You can override this conflict by setting "force_conflicts" to true in the "field_manager" block.
The suggested fix by setting force_conflicts = true
is not a good solution. It will allow us to apply the plan, but always show the same changes on every plan output.
The cause of the issue can be found by looking at the Istio YAML manifests, which have the following comment:
# Fail open until the validation webhook is ready. The webhook controller
# will update this to `Fail` and patch in the `caBundle` when the webhook
# endpoint is ready.
failurePolicy: Ignore
The issue is that the Istio webhook controller will change the failurePolicy after the deployment, but this state change is not reflected in the Terraform state.
To fix it we can comment out the failurePolicy in the ValidatingWebhookConfiguration
, which will set it to Fail
:
# shortened example
resource "kubernetes_manifest" "validatingwebhookconfiguration_istio_validator_istio_system" {
manifest = {
"apiVersion" = "admissionregistration.k8s.io/v1"
"kind" = "ValidatingWebhookConfiguration"
"webhooks" = [
{
"name" = "rev.validation.istio.io"
// "failurePolicy" = "Ignore"
}
]
}
}
Now running terraform plan
will show us no changes. The installation is complete and we have successfully installed Istio using the Kubernetes provider.
Conclusion
The Terraform Kubernetes provider is a good option for managing application deployments in the following cases:
- Small team with simple infrastructure
- Write custom and minimal deployment specifications for third party applications.
- Infrequently update applications
For larger, production deployments I wouldn't consider it a good option:
- The YAML to HCL conversion takes too long. Tools like tfk8s are helpful, but not perfect. Getting it to apply successfully requires trial and error.
- Upgrading to a new version is difficult. The whole process of converting and fixing has to be repeated.
- Running terraform plan takes too long. It's easy to have over 100 resources to manage after installing a few third party applications. (We could use the
-target
option, but then always need to find the right resource names). - Constant fixing of Terraform state. Both tools manage their own state, and Kubernetes constantly reconciles.
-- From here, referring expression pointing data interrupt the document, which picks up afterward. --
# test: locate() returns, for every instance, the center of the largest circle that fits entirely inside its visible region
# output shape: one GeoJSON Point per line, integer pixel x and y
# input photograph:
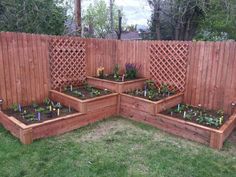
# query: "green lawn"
{"type": "Point", "coordinates": [115, 147]}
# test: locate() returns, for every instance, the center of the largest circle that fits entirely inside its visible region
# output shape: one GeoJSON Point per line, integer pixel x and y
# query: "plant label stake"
{"type": "Point", "coordinates": [178, 107]}
{"type": "Point", "coordinates": [39, 116]}
{"type": "Point", "coordinates": [19, 108]}
{"type": "Point", "coordinates": [69, 109]}
{"type": "Point", "coordinates": [145, 90]}
{"type": "Point", "coordinates": [123, 78]}
{"type": "Point", "coordinates": [58, 112]}
{"type": "Point", "coordinates": [71, 88]}
{"type": "Point", "coordinates": [1, 103]}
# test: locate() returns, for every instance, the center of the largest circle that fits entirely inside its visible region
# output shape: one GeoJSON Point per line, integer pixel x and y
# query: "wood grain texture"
{"type": "Point", "coordinates": [23, 69]}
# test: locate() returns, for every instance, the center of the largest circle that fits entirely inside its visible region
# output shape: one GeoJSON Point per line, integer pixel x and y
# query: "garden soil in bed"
{"type": "Point", "coordinates": [140, 94]}
{"type": "Point", "coordinates": [111, 78]}
{"type": "Point", "coordinates": [84, 93]}
{"type": "Point", "coordinates": [44, 116]}
{"type": "Point", "coordinates": [192, 113]}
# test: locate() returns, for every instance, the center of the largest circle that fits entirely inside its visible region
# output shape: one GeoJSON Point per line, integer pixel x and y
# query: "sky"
{"type": "Point", "coordinates": [136, 11]}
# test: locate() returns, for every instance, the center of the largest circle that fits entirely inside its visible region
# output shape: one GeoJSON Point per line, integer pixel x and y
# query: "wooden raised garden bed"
{"type": "Point", "coordinates": [190, 130]}
{"type": "Point", "coordinates": [148, 106]}
{"type": "Point", "coordinates": [118, 87]}
{"type": "Point", "coordinates": [87, 105]}
{"type": "Point", "coordinates": [35, 129]}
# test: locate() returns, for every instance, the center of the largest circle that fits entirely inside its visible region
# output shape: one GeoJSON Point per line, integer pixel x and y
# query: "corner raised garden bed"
{"type": "Point", "coordinates": [190, 130]}
{"type": "Point", "coordinates": [116, 86]}
{"type": "Point", "coordinates": [148, 106]}
{"type": "Point", "coordinates": [85, 104]}
{"type": "Point", "coordinates": [53, 126]}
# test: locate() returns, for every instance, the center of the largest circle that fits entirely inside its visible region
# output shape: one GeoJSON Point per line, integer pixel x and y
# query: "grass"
{"type": "Point", "coordinates": [115, 147]}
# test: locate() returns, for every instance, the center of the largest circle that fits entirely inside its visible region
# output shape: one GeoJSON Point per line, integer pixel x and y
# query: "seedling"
{"type": "Point", "coordinates": [14, 107]}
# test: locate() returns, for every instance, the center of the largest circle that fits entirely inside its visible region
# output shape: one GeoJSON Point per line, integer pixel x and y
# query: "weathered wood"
{"type": "Point", "coordinates": [205, 135]}
{"type": "Point", "coordinates": [28, 133]}
{"type": "Point", "coordinates": [118, 87]}
{"type": "Point", "coordinates": [87, 105]}
{"type": "Point", "coordinates": [152, 107]}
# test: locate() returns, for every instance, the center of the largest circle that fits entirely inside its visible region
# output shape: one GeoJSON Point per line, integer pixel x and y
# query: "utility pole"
{"type": "Point", "coordinates": [78, 16]}
{"type": "Point", "coordinates": [120, 23]}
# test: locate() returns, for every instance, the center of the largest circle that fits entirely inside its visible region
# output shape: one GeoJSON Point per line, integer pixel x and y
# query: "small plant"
{"type": "Point", "coordinates": [78, 93]}
{"type": "Point", "coordinates": [40, 109]}
{"type": "Point", "coordinates": [14, 107]}
{"type": "Point", "coordinates": [151, 94]}
{"type": "Point", "coordinates": [164, 89]}
{"type": "Point", "coordinates": [35, 105]}
{"type": "Point", "coordinates": [116, 72]}
{"type": "Point", "coordinates": [95, 92]}
{"type": "Point", "coordinates": [150, 85]}
{"type": "Point", "coordinates": [29, 117]}
{"type": "Point", "coordinates": [131, 70]}
{"type": "Point", "coordinates": [58, 106]}
{"type": "Point", "coordinates": [47, 101]}
{"type": "Point", "coordinates": [100, 72]}
{"type": "Point", "coordinates": [87, 87]}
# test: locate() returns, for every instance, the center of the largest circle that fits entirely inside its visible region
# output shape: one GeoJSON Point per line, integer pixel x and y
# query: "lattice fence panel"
{"type": "Point", "coordinates": [67, 61]}
{"type": "Point", "coordinates": [168, 64]}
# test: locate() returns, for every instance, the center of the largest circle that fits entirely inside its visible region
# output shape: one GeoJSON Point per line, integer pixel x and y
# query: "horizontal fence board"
{"type": "Point", "coordinates": [25, 74]}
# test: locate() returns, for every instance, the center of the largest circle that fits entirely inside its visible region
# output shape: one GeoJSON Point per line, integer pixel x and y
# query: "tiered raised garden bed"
{"type": "Point", "coordinates": [148, 106]}
{"type": "Point", "coordinates": [85, 104]}
{"type": "Point", "coordinates": [89, 110]}
{"type": "Point", "coordinates": [116, 86]}
{"type": "Point", "coordinates": [213, 137]}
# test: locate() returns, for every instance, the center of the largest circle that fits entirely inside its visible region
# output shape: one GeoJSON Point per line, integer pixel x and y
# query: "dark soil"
{"type": "Point", "coordinates": [110, 77]}
{"type": "Point", "coordinates": [140, 93]}
{"type": "Point", "coordinates": [193, 113]}
{"type": "Point", "coordinates": [86, 92]}
{"type": "Point", "coordinates": [45, 113]}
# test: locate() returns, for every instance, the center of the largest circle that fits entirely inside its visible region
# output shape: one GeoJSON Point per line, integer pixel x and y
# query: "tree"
{"type": "Point", "coordinates": [176, 19]}
{"type": "Point", "coordinates": [220, 25]}
{"type": "Point", "coordinates": [32, 16]}
{"type": "Point", "coordinates": [96, 19]}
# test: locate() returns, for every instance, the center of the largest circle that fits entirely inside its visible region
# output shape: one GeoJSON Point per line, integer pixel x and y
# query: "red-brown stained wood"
{"type": "Point", "coordinates": [118, 87]}
{"type": "Point", "coordinates": [84, 106]}
{"type": "Point", "coordinates": [152, 107]}
{"type": "Point", "coordinates": [28, 133]}
{"type": "Point", "coordinates": [212, 137]}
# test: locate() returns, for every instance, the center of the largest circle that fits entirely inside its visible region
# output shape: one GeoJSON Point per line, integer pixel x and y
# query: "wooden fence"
{"type": "Point", "coordinates": [25, 69]}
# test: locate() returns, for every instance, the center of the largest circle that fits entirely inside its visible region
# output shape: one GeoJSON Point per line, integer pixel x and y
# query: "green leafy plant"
{"type": "Point", "coordinates": [164, 88]}
{"type": "Point", "coordinates": [40, 109]}
{"type": "Point", "coordinates": [87, 87]}
{"type": "Point", "coordinates": [151, 94]}
{"type": "Point", "coordinates": [35, 105]}
{"type": "Point", "coordinates": [131, 70]}
{"type": "Point", "coordinates": [29, 116]}
{"type": "Point", "coordinates": [95, 92]}
{"type": "Point", "coordinates": [78, 93]}
{"type": "Point", "coordinates": [150, 85]}
{"type": "Point", "coordinates": [14, 107]}
{"type": "Point", "coordinates": [47, 101]}
{"type": "Point", "coordinates": [116, 72]}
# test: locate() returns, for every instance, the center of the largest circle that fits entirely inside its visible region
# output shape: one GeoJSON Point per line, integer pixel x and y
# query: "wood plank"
{"type": "Point", "coordinates": [3, 94]}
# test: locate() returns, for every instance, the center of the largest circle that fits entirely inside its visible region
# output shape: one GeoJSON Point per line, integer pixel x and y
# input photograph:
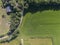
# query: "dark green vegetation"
{"type": "Point", "coordinates": [41, 19]}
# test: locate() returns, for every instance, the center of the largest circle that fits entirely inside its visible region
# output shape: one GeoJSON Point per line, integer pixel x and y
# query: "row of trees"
{"type": "Point", "coordinates": [38, 1]}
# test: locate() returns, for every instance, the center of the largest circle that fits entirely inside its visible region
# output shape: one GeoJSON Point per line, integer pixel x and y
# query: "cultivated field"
{"type": "Point", "coordinates": [41, 41]}
{"type": "Point", "coordinates": [42, 24]}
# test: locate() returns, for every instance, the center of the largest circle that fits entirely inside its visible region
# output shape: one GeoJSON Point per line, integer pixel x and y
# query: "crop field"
{"type": "Point", "coordinates": [44, 41]}
{"type": "Point", "coordinates": [42, 24]}
{"type": "Point", "coordinates": [4, 20]}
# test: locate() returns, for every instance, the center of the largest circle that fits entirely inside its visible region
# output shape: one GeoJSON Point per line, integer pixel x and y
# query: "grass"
{"type": "Point", "coordinates": [38, 41]}
{"type": "Point", "coordinates": [42, 24]}
{"type": "Point", "coordinates": [4, 26]}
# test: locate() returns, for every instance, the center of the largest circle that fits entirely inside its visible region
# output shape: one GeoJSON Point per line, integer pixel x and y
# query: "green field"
{"type": "Point", "coordinates": [42, 24]}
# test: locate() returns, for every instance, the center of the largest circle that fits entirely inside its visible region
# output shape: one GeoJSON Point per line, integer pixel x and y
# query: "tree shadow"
{"type": "Point", "coordinates": [34, 7]}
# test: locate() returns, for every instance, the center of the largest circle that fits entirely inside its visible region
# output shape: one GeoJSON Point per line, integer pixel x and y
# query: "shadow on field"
{"type": "Point", "coordinates": [34, 7]}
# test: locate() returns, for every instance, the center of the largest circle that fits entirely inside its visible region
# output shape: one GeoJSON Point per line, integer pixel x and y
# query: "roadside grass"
{"type": "Point", "coordinates": [42, 24]}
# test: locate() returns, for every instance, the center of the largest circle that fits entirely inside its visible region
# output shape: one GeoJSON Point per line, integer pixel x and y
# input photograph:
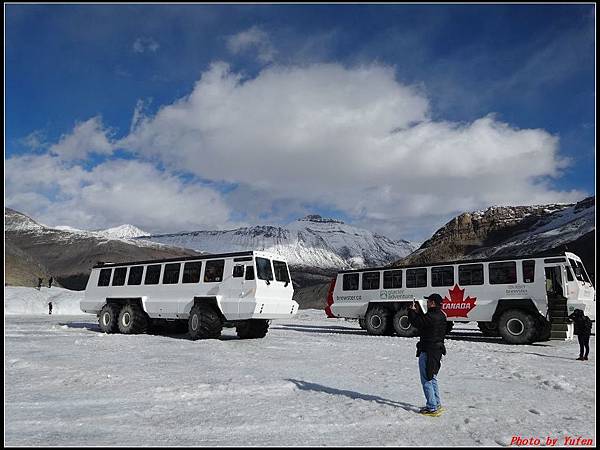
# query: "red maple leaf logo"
{"type": "Point", "coordinates": [457, 305]}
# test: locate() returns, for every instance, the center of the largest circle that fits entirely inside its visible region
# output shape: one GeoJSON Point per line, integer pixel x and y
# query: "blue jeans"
{"type": "Point", "coordinates": [430, 388]}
Any changes in the Kubernetes state need to be manually changed in the Terraform state. See above example, where Istio patches Kubernetes resources after the deployment, and Terraform always tries to revert them.
In my next blog post I'm going to cover the Terraform Helm provider, which makes it easier to install third party applications, but also comes with a few downsides.